D’après nos informations, l’affiche suscite également de vives critiques de la part de certaines associations au sein de l’Inter-LGBT qui organise l’événement et dont la commission marche se réunissait hier soir. Mais ce mercredi, Nicolas Gougain, son porte-parole, se veut rassurant au micro de Yagg: « Il y a toujours eu des débats, cela fait partie de la vie en inter-associative ». L’affiche sera remaniée à la marge, mais le visuel restera le même. Face à la bronca, il répond à nos questions.

Nicolas Gougain

Vous attendiez-vous à autant de réactions et notamment de réactions négatives? Oui. Dès le départ, on avait fait le choix d’une communication qui tranchait avec la communication habituelle. Sur Yagg et les autres réseaux sociaux, l’affiche est autant décriée qu’adulée. Elle fait débat, cela me semble important. Même s’il y a certaines façons de poser le débat qui m’interpellent. Notamment le lien avec l’idéologie frontiste ou un symbole qui serait la propriété du Front national. Un symbole de la république ou de la nation ne doit pas être la propriété de l’extrême droite ou de la droite extrême. Une partie des réactions sur Facebook ou sur Yagg, on les a eues parmi le jury d’associations de l’Inter-LGBT chargé de juger les propositions d’affiche.

Mais ce choix du coq, qui véhicule aussi une image machiste, une idée de la fierté qui n’est forcément celle que veulent faire passer les LGBT pendant la Marche, vous comprenez qu’il puisse choquer? Pour moi il fait référence à la ruralité, là où on renvoie généralement les LGBT à la ville. C’est un coq qui a un boa autour du cou, cela incarne la déconstruction du genre, on ne peut dire que ce coq soit viril. Détourner ce symbole pour mettre le focus sur l’égalité des droits et le fait que justement en France on est loin d’avoir l’égalité des droits pour les LGBT, c’était ça l’objectif de l’affiche au départ.

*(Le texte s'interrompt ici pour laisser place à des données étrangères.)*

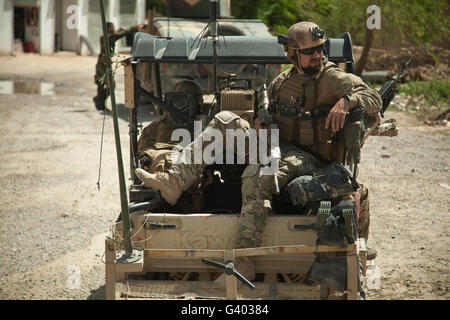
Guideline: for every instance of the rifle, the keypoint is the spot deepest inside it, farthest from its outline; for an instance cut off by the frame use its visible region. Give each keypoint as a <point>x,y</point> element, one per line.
<point>389,89</point>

À qui s’adresse-t-elle? L’affiche ne fait jamais l’unanimité au sein de l’Inter-LGBT. C’est l’un des éléments de la communication autour de la Marche. On ne défile pas derrière une affiche, mais un mot d’ordre, inscrit sur une banderole. Elle est amenée à évoluer à la marge, je pense notamment à la taille du slogan, qui est certainement trop petite. Je pense que c’est un peu trop simple de dire qu’elle a vocation à incarner de manière systématique les LGBT. Elle est là aussi pour interpeller plus largement le public. Affiche ou pas affiche, je ne pense pas que cela modifie le nombre de participants à la Marche des fiertés. On voulait accrocher le regard pour qu’ensuite les gens se focalisent sur le mot d’ordre.

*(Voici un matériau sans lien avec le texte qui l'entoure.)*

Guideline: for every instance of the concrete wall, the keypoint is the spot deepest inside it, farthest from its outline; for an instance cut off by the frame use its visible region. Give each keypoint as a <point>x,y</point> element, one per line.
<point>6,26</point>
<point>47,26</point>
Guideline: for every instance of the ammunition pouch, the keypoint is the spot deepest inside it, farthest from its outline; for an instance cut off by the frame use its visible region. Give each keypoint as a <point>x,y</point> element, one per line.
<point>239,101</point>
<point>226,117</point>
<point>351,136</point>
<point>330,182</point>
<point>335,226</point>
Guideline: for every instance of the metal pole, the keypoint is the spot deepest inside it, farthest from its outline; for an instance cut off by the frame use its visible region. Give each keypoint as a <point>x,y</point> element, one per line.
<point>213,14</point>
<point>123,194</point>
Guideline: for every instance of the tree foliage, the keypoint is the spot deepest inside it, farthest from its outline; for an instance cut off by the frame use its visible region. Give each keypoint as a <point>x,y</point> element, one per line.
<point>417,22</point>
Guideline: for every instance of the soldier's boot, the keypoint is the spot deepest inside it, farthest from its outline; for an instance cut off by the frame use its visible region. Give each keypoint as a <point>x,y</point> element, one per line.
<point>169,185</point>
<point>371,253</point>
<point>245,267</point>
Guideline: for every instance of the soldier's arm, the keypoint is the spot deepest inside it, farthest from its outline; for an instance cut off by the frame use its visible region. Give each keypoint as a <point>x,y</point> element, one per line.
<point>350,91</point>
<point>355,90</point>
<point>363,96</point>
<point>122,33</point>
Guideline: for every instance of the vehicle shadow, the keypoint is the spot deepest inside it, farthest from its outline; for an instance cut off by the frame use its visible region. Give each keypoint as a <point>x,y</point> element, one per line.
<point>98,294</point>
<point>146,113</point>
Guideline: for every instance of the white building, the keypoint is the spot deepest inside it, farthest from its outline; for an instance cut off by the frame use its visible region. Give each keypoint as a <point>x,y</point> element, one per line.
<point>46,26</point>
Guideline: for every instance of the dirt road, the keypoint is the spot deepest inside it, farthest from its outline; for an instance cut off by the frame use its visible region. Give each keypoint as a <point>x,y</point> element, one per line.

Les appels à organiser une contre-marche sur Facebook ont-il eu un écho particulier au sein de l’Inter-LGBT? Non pas du tout. Les associations de l’Inter-LGBT sont très attachées à la Marche. Il faut faire la part des choses. Si on s’interroge légitimement chaque année sur le rôle et le sens de la Marche, sa perception par le grand public et les LGBT, pour autant, chaque année, il y a toujours les mêmes débats, à l’extérieur de l’Inter-LGBT d’ailleurs, autour de la création d’une contre-marche, etc. Cette affaire de l’affiche sert à les relancer.